The Michigan man who shot and killed an unarmed 19-year-old woman at his front door last year was sentenced Wednesday to at least 17 years in prison.

Renisha McBride had knocked on the door of Theodore Wafer’s home in Dearborn Heights, just outside of Detroit, in the early hours of Nov. 2. He shot her through his screen door, hitting her in the face and killing her, and was charged with second-degree murder two weeks later.

A jury found Wafer guilty of second-degree murder and manslaughter last month. On Wednesday, he was sentenced by Judge Dana Hathaway to serve 15 to 30 years for the second-degree murder charge along with 7 to 15 years for the manslaughter charge.

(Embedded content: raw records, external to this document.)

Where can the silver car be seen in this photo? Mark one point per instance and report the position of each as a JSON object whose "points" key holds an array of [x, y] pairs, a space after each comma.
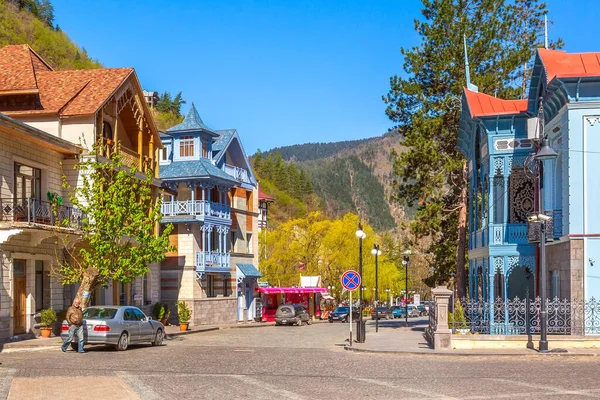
{"points": [[117, 325]]}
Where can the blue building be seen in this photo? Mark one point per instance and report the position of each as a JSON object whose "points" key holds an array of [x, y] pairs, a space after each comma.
{"points": [[497, 137], [212, 200]]}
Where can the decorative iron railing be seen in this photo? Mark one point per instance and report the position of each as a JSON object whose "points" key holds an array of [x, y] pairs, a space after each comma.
{"points": [[522, 317], [40, 212], [195, 207], [212, 260], [238, 173]]}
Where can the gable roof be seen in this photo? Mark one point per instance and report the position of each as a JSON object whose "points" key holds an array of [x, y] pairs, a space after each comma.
{"points": [[192, 123], [560, 64], [193, 169], [66, 93], [484, 105]]}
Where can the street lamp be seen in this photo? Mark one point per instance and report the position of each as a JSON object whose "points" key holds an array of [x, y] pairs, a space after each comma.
{"points": [[361, 236], [376, 252], [544, 153], [405, 262]]}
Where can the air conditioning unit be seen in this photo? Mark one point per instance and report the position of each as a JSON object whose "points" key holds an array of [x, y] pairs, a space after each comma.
{"points": [[533, 128]]}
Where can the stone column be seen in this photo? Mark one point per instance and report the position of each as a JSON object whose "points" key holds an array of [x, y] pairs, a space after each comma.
{"points": [[442, 334]]}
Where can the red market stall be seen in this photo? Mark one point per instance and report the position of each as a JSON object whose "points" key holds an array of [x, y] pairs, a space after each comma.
{"points": [[309, 298]]}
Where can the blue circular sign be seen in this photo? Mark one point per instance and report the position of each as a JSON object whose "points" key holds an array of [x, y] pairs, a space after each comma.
{"points": [[350, 280]]}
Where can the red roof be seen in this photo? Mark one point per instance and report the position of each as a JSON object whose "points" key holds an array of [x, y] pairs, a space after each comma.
{"points": [[292, 290], [482, 105], [262, 196], [76, 92], [558, 63]]}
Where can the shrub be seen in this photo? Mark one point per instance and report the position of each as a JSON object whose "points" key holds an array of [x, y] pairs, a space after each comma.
{"points": [[183, 312], [47, 317]]}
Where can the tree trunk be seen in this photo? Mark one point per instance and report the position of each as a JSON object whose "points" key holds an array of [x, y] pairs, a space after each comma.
{"points": [[462, 235], [88, 284]]}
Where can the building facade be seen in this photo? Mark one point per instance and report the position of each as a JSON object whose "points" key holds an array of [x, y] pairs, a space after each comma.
{"points": [[49, 119], [498, 138], [213, 204]]}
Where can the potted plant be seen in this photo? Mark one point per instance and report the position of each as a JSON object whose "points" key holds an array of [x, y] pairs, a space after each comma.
{"points": [[459, 320], [183, 313], [47, 320]]}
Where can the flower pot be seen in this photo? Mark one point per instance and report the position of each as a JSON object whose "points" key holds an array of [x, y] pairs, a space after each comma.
{"points": [[46, 332]]}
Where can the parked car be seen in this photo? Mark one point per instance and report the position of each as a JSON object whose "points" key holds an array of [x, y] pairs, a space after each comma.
{"points": [[413, 311], [422, 310], [292, 314], [342, 314], [119, 326], [384, 313], [398, 312]]}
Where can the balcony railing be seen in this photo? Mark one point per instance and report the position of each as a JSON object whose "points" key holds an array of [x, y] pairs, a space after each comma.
{"points": [[201, 208], [39, 212], [238, 173], [212, 261]]}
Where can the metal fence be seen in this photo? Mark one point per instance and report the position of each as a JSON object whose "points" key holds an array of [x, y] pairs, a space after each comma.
{"points": [[522, 317]]}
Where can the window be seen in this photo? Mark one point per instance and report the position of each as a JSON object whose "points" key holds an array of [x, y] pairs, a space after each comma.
{"points": [[28, 182], [204, 147], [249, 243], [39, 285], [186, 146], [210, 285]]}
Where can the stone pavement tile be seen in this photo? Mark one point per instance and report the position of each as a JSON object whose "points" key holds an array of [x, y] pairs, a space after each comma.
{"points": [[73, 387]]}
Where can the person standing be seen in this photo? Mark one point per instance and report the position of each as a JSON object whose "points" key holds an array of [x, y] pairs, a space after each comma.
{"points": [[75, 320]]}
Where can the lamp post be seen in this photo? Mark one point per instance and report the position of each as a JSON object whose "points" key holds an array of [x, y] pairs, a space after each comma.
{"points": [[405, 262], [361, 236], [376, 252], [544, 153]]}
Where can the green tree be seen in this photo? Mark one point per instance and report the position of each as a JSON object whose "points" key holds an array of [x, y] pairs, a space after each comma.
{"points": [[431, 174], [119, 235]]}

Wafer will also serve a two-year sentence for the felony firearm charge, which means he was sentenced to serve at least 17 years in prison. An attorney for Wafer, who is 55, had told the judge before the sentencing was announced that anything more than a decade in prison is a “life sentence,” according to the Associated Press.

Kym Worthy, the Wayne County prosecutor, said last month that “justice was served” when Wafer was found guilty. On Wednesday, Worthy noted that McBride’s family “stoically and patiently waited for justice” in the 10 months since McBride was killed.

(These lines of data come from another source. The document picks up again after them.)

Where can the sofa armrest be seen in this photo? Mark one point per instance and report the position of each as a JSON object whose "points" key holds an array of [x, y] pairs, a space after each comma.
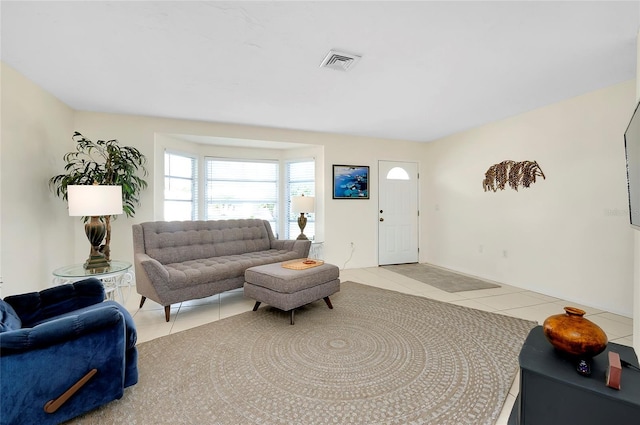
{"points": [[59, 331], [299, 246], [48, 359], [34, 307]]}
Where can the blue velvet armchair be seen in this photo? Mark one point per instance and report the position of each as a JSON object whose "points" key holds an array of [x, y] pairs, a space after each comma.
{"points": [[63, 351]]}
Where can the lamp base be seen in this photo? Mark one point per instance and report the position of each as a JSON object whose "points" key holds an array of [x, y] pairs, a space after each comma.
{"points": [[302, 222]]}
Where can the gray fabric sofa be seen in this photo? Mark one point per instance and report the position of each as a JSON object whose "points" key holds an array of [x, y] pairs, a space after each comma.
{"points": [[177, 261]]}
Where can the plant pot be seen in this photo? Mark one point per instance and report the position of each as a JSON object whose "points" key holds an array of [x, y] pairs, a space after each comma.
{"points": [[574, 335]]}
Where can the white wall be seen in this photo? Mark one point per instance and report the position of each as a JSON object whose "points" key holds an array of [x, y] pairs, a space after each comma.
{"points": [[344, 220], [567, 236], [36, 232]]}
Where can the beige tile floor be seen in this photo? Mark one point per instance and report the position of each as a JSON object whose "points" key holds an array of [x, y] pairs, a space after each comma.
{"points": [[504, 300]]}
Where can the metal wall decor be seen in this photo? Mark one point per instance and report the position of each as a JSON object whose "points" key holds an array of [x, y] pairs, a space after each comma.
{"points": [[513, 173]]}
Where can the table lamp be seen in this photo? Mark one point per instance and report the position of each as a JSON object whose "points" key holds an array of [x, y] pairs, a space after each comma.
{"points": [[95, 201], [302, 204]]}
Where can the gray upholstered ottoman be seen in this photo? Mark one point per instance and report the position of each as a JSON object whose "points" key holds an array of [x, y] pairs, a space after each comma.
{"points": [[289, 289]]}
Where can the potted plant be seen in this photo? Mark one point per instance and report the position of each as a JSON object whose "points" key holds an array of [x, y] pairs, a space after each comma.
{"points": [[106, 163]]}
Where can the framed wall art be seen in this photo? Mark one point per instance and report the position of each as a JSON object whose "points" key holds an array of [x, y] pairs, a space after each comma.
{"points": [[350, 182]]}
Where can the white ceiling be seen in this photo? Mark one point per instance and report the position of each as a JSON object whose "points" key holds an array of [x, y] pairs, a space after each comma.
{"points": [[428, 69]]}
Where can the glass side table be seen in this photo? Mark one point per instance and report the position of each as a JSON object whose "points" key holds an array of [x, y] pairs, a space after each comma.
{"points": [[114, 277]]}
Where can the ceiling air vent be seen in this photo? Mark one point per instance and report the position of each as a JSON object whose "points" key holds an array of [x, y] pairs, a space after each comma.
{"points": [[340, 61]]}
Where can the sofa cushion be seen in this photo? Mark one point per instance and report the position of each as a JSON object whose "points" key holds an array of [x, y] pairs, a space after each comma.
{"points": [[207, 270], [179, 241], [9, 320]]}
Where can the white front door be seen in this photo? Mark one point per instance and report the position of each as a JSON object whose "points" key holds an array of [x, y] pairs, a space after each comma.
{"points": [[397, 212]]}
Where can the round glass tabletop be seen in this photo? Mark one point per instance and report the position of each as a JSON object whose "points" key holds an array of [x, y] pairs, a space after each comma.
{"points": [[78, 270]]}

“We all must remember that a young woman with her future ahead of her lost her life,” Worthy said in a statement Wednesday.

The second-degree murder charge carried with it a potential for life in prison, while the manslaughter conviction carried a maximum of 15 years in prison, according to the prosecutor’s office.

Wafer apologized to McBride’s family in the courtroom on Wednesday, saying he hoped that they could forgive him.

Wafer had testified during the trial that he grabbed his 12-gauge shotgun because he feared for his life and said he “just reacted.” (He had also previously told police that the shooting was accidental.) A juror told the Detroit Free Press that “no one believed” Wafer’s testimony that he acted in self-defense.

McBride appeared at his door after crashing her car in the area, and tests show she was intoxicated at the time she was killed.

The case was racially charged, as McBride was a black teen shot and killed by a white man barely four months after George Zimmerman was acquitted of second-degree murder and manslaughter after shooting and killing Trayvon Martin.

McBride’s parents told reporters after Wafer was convicted that they supported the verdict.

This post has been updated to include the statement from Worthy.